In applications that involve matrix/tensor decompositions, it is often a good idea to exploit available “structure”. We discuss various types of structure and recent advances in the exploitation.

First, the entries of factor matrices are often not completely arbitrary. For instance, factors are expected to be reasonably smooth, they may contain a number of peaks, etc. We will elaborate on possibilities that emerge if factors admit a good approximation by polynomials, rational functions, sums-of-exponentials, … The use of such models has potentially many advantages. It may allow a (significant) reduction of computational and storage requirements, so that (much) larger data sets can be handled. It may increase the signal-to-noise ratio, as noise is fitted less well by the model. Some models come with factorizations that are essentially unique, even in cases where only matrix data are available.

Second, we focus on low multilinear rank structure, i.e., we consider data tensors that have a small Tucker core. Orthogonal Tucker compression is widely used as a preprocessing step in CANDECOMP/PARAFAC/CP analysis, significantly speeding up the computations. However, for constrained CP analysis its use has so far been rather limited. For instance, in a CP analysis that involves nonnegative factors, an orthogonal compression would break the nonnegativity. We will discuss a way around this.

Third, we focus on the analysis of multi-set data, in which coupling induces structural constraints besides the classical constraints on individual factors.

Fourth, we discuss (surprising) implications for the analysis of partially sampled data / data with missing entries. 

In connection with chemometrics, aspects that we pay special attention to include: smoothness and peaks in spectra, nonnegativity of spectra and concentrations, large-scale problems, new grounds for factor uniqueness, data that are incomplete (e.g. because of scattering), and data fusion.

[1] Sidiropoulos N., De Lathauwer L., Fu X., Huang K., Papalexakis E. and Faloutsos C., "Tensor Decomposition for Signal Processing and Machine Learning", IEEE Transactions on Signal Processing, 2017, to appear.

[2] Vervliet N., Debals O., Sorber L., Van Barel M. and De Lathauwer L. Tensorlab 3.0, Available online, Mar. 2016. URL: http://www.tensorlab.net/ .

 

Mini-CV:

Lieven De Lathauwer received the Master’s degree in electromechanical engineering and the Ph.D. degree in applied sciences from KU Leuven, Belgium, in 1992 and 1997, respectively.

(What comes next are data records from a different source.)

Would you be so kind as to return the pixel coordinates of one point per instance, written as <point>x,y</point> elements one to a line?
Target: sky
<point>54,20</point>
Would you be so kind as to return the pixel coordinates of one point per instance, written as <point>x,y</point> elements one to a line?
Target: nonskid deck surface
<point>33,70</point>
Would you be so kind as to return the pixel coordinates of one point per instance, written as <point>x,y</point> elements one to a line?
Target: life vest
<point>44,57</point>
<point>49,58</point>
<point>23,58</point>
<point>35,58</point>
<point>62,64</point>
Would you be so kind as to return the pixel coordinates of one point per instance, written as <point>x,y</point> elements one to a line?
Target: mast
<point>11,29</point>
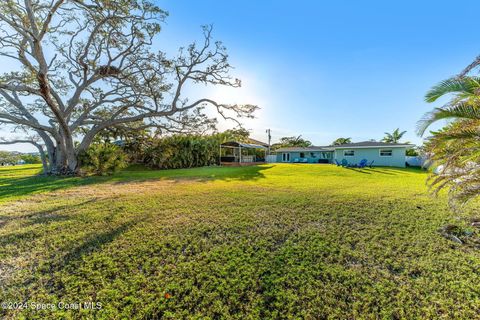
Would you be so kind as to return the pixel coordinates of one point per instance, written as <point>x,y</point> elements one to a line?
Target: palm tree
<point>393,137</point>
<point>456,147</point>
<point>340,141</point>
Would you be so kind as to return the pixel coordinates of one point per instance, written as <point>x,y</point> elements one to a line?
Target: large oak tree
<point>78,67</point>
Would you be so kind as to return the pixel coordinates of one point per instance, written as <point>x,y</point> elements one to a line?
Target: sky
<point>329,69</point>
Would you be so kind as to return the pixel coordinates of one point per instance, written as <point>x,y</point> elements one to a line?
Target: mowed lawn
<point>278,241</point>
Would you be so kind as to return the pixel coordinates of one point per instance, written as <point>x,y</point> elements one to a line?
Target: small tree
<point>291,142</point>
<point>87,65</point>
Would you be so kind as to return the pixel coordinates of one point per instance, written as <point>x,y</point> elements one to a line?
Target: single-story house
<point>381,153</point>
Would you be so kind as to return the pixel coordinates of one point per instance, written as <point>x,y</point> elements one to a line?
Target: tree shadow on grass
<point>359,170</point>
<point>17,187</point>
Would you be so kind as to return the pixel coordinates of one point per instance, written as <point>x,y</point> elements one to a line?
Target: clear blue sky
<point>328,69</point>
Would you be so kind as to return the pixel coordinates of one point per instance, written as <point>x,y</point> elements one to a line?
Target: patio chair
<point>363,163</point>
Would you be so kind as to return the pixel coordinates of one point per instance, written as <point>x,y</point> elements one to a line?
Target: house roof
<point>303,149</point>
<point>372,144</point>
<point>258,142</point>
<point>242,144</point>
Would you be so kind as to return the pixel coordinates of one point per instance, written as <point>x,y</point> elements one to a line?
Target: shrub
<point>103,159</point>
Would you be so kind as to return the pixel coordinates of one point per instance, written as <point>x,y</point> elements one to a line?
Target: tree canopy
<point>79,67</point>
<point>295,141</point>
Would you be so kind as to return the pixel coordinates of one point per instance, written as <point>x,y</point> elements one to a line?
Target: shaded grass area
<point>265,242</point>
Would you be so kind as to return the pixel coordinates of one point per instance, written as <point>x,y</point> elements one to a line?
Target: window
<point>386,152</point>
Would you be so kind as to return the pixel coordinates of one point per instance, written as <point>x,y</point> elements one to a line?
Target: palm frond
<point>461,110</point>
<point>465,86</point>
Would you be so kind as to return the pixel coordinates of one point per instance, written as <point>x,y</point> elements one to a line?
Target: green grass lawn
<point>267,242</point>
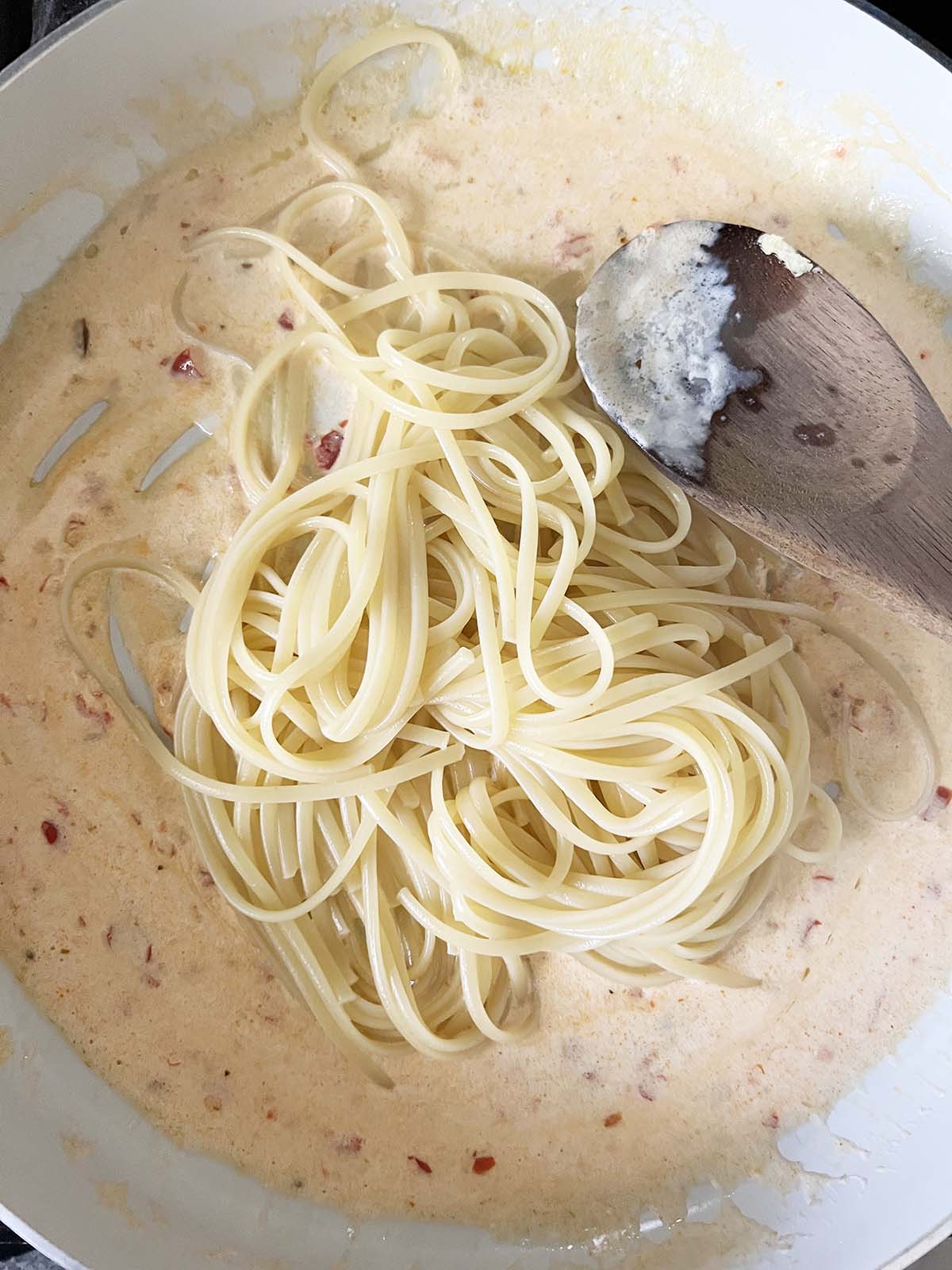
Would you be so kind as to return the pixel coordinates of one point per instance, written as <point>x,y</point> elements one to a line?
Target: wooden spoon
<point>780,403</point>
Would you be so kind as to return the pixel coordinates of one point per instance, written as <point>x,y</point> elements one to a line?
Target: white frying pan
<point>137,1202</point>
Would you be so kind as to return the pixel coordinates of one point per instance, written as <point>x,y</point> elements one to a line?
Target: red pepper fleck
<point>102,717</point>
<point>939,803</point>
<point>351,1146</point>
<point>183,365</point>
<point>327,450</point>
<point>575,247</point>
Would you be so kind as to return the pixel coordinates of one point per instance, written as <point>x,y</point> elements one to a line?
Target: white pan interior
<point>137,1200</point>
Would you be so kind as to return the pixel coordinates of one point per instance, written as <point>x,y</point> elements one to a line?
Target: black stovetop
<point>23,22</point>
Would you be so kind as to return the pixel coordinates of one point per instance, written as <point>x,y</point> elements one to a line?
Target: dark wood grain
<point>839,459</point>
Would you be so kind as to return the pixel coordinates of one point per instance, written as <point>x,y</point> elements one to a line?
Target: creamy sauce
<point>649,341</point>
<point>622,1100</point>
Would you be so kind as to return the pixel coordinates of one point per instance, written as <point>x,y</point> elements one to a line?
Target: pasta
<point>488,687</point>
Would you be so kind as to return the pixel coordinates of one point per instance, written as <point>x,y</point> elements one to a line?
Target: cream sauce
<point>621,1100</point>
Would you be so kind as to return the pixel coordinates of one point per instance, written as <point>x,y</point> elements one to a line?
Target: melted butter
<point>113,929</point>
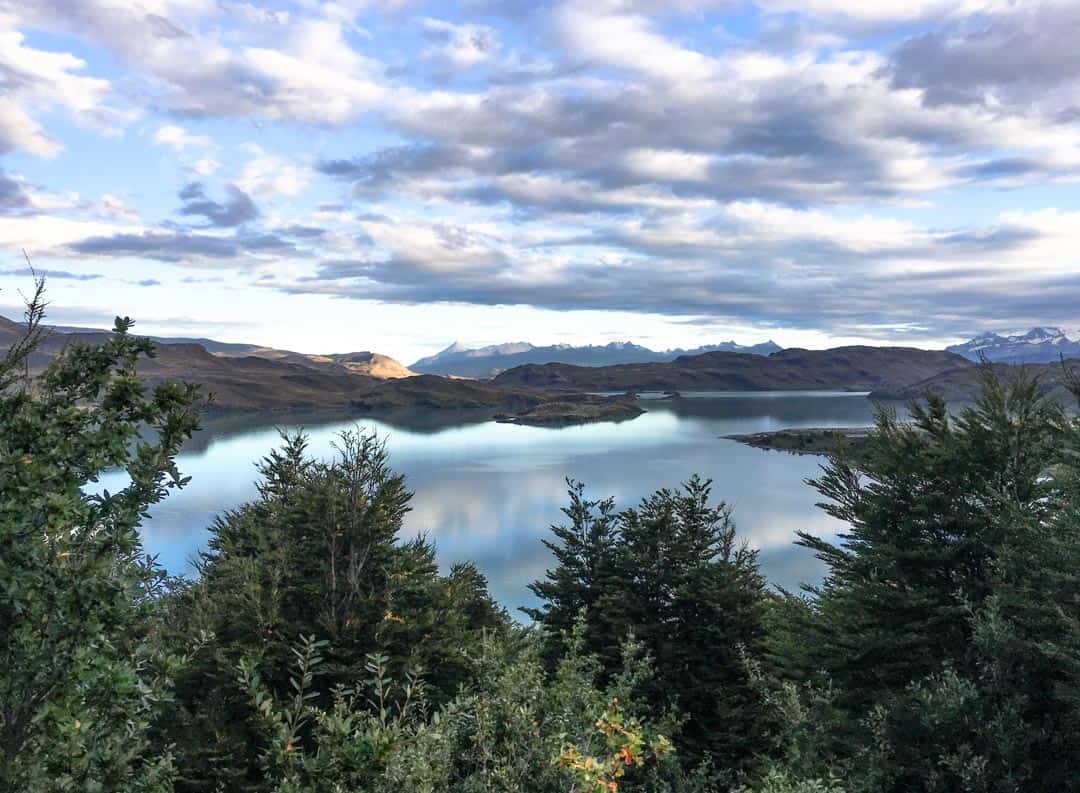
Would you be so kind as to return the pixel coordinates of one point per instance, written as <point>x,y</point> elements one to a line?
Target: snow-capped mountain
<point>489,361</point>
<point>1039,345</point>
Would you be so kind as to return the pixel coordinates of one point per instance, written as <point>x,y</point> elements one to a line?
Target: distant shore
<point>806,440</point>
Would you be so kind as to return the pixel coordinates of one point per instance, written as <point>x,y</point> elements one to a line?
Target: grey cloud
<point>58,274</point>
<point>176,246</point>
<point>1015,55</point>
<point>238,207</point>
<point>13,197</point>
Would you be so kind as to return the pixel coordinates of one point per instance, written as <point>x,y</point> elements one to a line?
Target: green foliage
<point>671,574</point>
<point>315,555</point>
<point>319,652</point>
<point>947,627</point>
<point>508,731</point>
<point>82,680</point>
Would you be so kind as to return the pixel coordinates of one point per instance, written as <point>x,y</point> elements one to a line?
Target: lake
<point>488,492</point>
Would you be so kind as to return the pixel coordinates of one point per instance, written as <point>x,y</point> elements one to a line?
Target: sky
<point>399,175</point>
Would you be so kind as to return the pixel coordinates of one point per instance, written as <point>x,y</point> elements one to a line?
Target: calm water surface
<point>488,492</point>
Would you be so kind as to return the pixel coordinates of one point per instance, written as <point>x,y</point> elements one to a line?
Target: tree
<point>316,554</point>
<point>948,619</point>
<point>81,681</point>
<point>671,574</point>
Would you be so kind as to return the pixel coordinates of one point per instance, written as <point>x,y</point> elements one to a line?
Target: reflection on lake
<point>487,492</point>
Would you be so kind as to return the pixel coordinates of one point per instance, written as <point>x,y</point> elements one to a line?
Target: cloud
<point>268,175</point>
<point>238,207</point>
<point>459,46</point>
<point>178,139</point>
<point>35,80</point>
<point>1024,56</point>
<point>758,265</point>
<point>278,67</point>
<point>183,246</point>
<point>58,274</point>
<point>13,195</point>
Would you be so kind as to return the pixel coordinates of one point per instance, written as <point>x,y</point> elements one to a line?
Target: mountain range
<point>849,368</point>
<point>259,378</point>
<point>1039,345</point>
<point>459,361</point>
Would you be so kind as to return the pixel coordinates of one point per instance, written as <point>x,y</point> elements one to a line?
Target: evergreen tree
<point>948,620</point>
<point>81,680</point>
<point>316,554</point>
<point>671,574</point>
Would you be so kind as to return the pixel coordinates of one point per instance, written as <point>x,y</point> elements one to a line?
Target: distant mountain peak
<point>491,360</point>
<point>1042,344</point>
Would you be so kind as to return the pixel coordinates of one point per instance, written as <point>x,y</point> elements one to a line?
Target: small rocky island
<point>807,440</point>
<point>580,408</point>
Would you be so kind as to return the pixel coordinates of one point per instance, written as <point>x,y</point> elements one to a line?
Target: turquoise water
<point>487,492</point>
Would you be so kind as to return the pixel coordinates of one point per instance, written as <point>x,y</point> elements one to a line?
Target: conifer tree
<point>671,574</point>
<point>81,676</point>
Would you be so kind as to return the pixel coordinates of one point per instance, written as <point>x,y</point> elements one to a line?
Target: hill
<point>489,361</point>
<point>343,381</point>
<point>850,368</point>
<point>963,384</point>
<point>1039,345</point>
<point>372,364</point>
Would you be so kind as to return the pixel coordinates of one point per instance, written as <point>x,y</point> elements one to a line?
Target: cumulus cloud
<point>178,138</point>
<point>625,155</point>
<point>459,46</point>
<point>183,246</point>
<point>282,67</point>
<point>237,209</point>
<point>266,174</point>
<point>37,80</point>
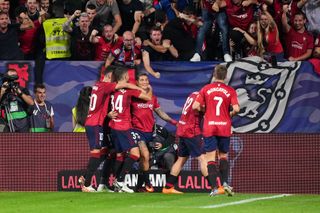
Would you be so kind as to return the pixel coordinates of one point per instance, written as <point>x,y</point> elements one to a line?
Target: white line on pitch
<point>244,201</point>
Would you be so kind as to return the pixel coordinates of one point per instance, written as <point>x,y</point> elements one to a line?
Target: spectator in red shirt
<point>268,36</point>
<point>240,15</point>
<point>105,43</point>
<point>299,41</point>
<point>315,60</point>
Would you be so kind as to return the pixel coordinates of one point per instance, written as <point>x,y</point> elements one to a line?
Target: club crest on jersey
<point>263,92</point>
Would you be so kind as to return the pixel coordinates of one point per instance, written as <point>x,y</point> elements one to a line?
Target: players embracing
<point>215,100</point>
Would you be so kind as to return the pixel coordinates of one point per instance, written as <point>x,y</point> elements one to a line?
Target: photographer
<point>162,149</point>
<point>15,101</point>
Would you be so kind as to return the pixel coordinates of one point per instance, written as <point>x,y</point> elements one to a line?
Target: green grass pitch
<point>68,202</point>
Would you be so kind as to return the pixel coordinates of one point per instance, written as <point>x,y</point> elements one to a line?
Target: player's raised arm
<point>235,110</point>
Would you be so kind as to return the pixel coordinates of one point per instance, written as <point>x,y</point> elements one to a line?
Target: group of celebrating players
<point>130,123</point>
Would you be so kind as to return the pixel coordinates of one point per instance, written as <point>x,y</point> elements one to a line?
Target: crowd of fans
<point>158,30</point>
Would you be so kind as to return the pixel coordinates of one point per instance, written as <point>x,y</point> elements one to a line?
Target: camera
<point>271,58</point>
<point>152,144</point>
<point>11,80</point>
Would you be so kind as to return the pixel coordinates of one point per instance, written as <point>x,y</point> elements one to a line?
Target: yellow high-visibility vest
<point>57,41</point>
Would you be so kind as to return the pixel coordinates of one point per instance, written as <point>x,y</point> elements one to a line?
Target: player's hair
<point>141,74</point>
<point>300,13</point>
<point>82,106</point>
<point>220,72</point>
<point>38,86</point>
<point>119,73</point>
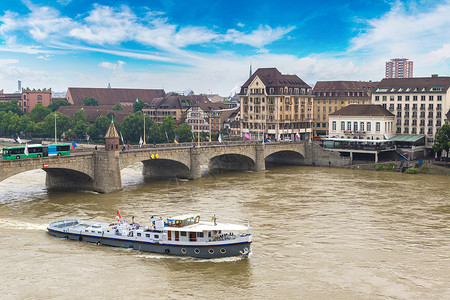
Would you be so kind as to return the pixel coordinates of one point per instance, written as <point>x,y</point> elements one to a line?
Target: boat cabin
<point>184,220</point>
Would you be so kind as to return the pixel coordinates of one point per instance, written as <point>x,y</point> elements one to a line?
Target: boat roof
<point>183,217</point>
<point>208,226</point>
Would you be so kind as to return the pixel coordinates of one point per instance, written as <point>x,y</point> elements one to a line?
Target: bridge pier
<point>107,176</point>
<point>260,164</point>
<point>195,164</point>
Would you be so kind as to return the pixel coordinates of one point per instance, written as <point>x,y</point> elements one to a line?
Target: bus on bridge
<point>35,150</point>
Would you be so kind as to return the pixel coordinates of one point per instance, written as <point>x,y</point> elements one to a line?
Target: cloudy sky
<point>208,46</point>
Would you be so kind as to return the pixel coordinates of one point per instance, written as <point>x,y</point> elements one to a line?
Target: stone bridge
<point>100,170</point>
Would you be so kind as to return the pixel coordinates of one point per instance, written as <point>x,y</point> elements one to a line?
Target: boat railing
<point>228,236</point>
<point>61,224</point>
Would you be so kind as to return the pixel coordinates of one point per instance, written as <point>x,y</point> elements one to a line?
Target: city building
<point>399,68</point>
<point>330,96</point>
<point>93,112</point>
<point>420,104</point>
<point>277,106</point>
<point>4,97</point>
<point>111,96</point>
<point>362,121</point>
<point>28,98</point>
<point>199,116</point>
<point>232,124</point>
<point>175,106</point>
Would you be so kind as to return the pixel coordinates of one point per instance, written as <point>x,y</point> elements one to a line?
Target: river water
<point>318,233</point>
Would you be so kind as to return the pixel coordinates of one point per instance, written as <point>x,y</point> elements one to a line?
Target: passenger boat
<point>183,235</point>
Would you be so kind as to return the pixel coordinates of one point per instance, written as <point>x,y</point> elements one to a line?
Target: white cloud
<point>116,67</point>
<point>258,38</point>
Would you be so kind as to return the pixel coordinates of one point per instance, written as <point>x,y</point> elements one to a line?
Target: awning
<point>407,138</point>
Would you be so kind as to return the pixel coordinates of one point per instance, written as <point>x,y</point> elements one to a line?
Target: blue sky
<point>207,46</point>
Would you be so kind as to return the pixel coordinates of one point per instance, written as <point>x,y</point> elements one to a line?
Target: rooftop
<point>362,110</point>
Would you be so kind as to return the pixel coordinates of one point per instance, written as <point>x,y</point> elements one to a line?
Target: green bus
<point>36,150</point>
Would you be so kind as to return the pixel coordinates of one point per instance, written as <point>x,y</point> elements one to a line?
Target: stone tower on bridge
<point>112,138</point>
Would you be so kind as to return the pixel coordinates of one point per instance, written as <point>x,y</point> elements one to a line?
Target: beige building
<point>275,106</point>
<point>331,96</point>
<point>419,104</point>
<point>360,121</point>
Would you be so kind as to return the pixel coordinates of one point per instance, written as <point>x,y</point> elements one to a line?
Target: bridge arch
<point>231,162</point>
<point>68,178</point>
<point>165,168</point>
<point>285,157</point>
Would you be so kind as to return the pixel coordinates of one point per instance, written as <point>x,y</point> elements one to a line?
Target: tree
<point>117,106</point>
<point>79,130</point>
<point>154,135</point>
<point>97,131</point>
<point>168,128</point>
<point>184,133</point>
<point>89,101</point>
<point>12,105</point>
<point>39,112</point>
<point>62,124</point>
<point>58,103</point>
<point>80,115</point>
<point>442,139</point>
<point>138,105</point>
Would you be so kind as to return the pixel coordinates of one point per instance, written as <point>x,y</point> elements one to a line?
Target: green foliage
<point>117,106</point>
<point>155,134</point>
<point>89,101</point>
<point>184,133</point>
<point>411,171</point>
<point>39,112</point>
<point>138,105</point>
<point>391,167</point>
<point>58,103</point>
<point>442,139</point>
<point>79,130</point>
<point>98,130</point>
<point>12,106</point>
<point>79,116</point>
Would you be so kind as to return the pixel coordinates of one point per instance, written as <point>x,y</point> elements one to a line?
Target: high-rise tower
<point>399,68</point>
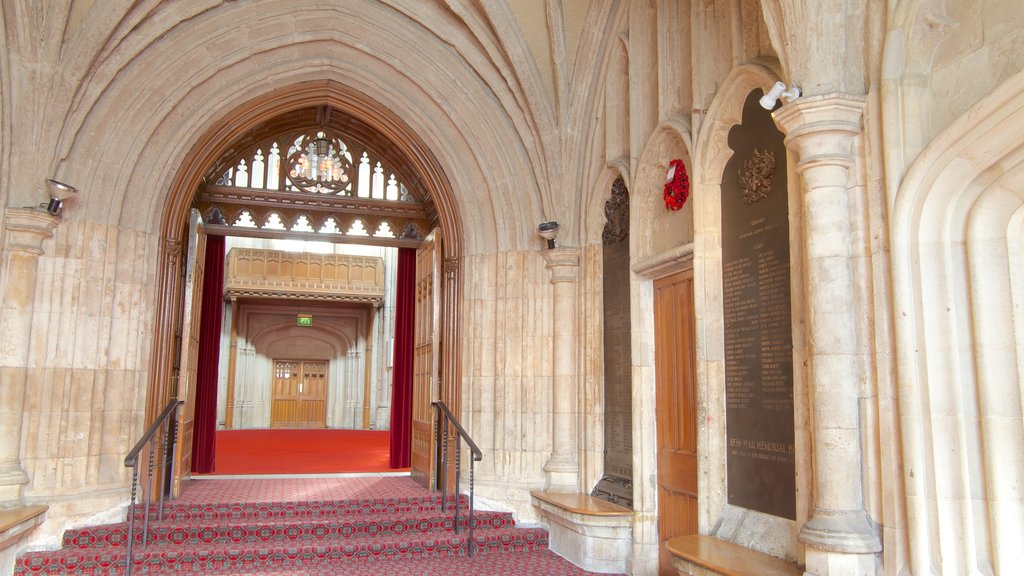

From 2000 to 2007 he was Research Associate of the French CNRS. He is currently Professor at KU Leuven, affiliated both with the Group Science, Engineering and Technology of Kulak, and with the STADIUS Center for Dynamical Systems, Signal Processing and Data Analytics of the Electrical Engineering Department (ESAT). His research concerns the development of tensor tools for mathematical engineering. It centers on the following axes: (i) algebraic foundations, (ii) numerical algorithms, (iii) generic methods for signal processing, data analysis and system modelling, and (iv) specific applications. He was general chair of Workshops on Tensor Decompositions and Applications (TDA 2005, 2010, 2016). In 2015 he became Fellow of the IEEE for contributions to signal processing using tensor decompositions. In 2017 he became Fellow of SIAM for fundamental contributions to theory, computation, and application of tensor decompositions. Algorithms have been made available as Tensorlab (www.tensorlab.net) (with N. Vervliet, O. Debals, L. Sorber and M. Van Barel).